De quoi parle-t-on ? La loi du 27 juillet 2023
On l'appelle couramment « loi Kasbarian-Bergé » (du nom du député rapporteur Guillaume Kasbarian et de la sénatrice Aurore Bergé), ou « loi anti-squat ». Son intitulé officiel est la loi n° 2023-668 du 27 juillet 2023 « visant à protéger les logements contre l'occupation illicite », publiée au Journal officiel du 28 juillet 2023 et entrée en vigueur le 29 juillet 2023.
Le texte poursuit deux objectifs : aggraver les sanctions pénales contre les squatteurs, et accélérer le traitement des impayés de loyer en encadrant les délais de la procédure d'expulsion. Pour un bailleur, l'essentiel se joue sur la procédure d'impayés et sur la rédaction du bail.
Attention : la loi n'a pas tout bouleversé. Les grands repères de la loi du 6 juillet 1989 restent en place (préavis, dépôt de garantie, IRL), de même que la trêve hivernale du 1er novembre au 31 mars et le délai de 2 mois du commandement de quitter les lieux avant l'expulsion.

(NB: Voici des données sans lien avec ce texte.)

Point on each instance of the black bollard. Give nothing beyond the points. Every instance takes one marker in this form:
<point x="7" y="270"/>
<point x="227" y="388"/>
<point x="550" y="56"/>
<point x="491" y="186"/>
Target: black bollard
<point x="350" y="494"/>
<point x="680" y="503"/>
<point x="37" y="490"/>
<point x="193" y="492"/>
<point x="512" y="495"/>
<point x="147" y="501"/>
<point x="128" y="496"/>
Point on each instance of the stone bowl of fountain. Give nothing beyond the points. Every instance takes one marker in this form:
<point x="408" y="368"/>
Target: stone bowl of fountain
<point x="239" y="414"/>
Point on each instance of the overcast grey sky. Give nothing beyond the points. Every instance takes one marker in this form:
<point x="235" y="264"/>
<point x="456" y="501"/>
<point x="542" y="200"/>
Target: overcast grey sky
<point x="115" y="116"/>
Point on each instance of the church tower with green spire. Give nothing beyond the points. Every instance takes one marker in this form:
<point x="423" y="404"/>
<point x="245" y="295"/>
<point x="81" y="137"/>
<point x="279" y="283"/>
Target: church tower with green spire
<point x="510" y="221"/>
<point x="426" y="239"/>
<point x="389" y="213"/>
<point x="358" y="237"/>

La clause résolutoire devient obligatoire
Avant la loi, la clause résolutoire (qui prévoit la résiliation automatique du bail en cas d'impayés) était fortement recommandée mais pas imposée. Sans elle, le bailleur devait demander au juge de prononcer la résiliation, une procédure plus longue et plus incertaine.
Depuis le 29 juillet 2023, tout contrat de bail d'habitation à usage de résidence principale doit comporter une clause résolutoire prévoyant la résiliation de plein droit pour défaut de paiement du loyer ou des charges aux échéances convenues, et pour non-versement du dépôt de garantie.
Concrètement, si votre locataire ne paie plus, vous n'avez plus à plaider la résiliation : il suffit de faire jouer la clause via un commandement de payer délivré par commissaire de justice. C'est ce qui peut accélérer la procédure.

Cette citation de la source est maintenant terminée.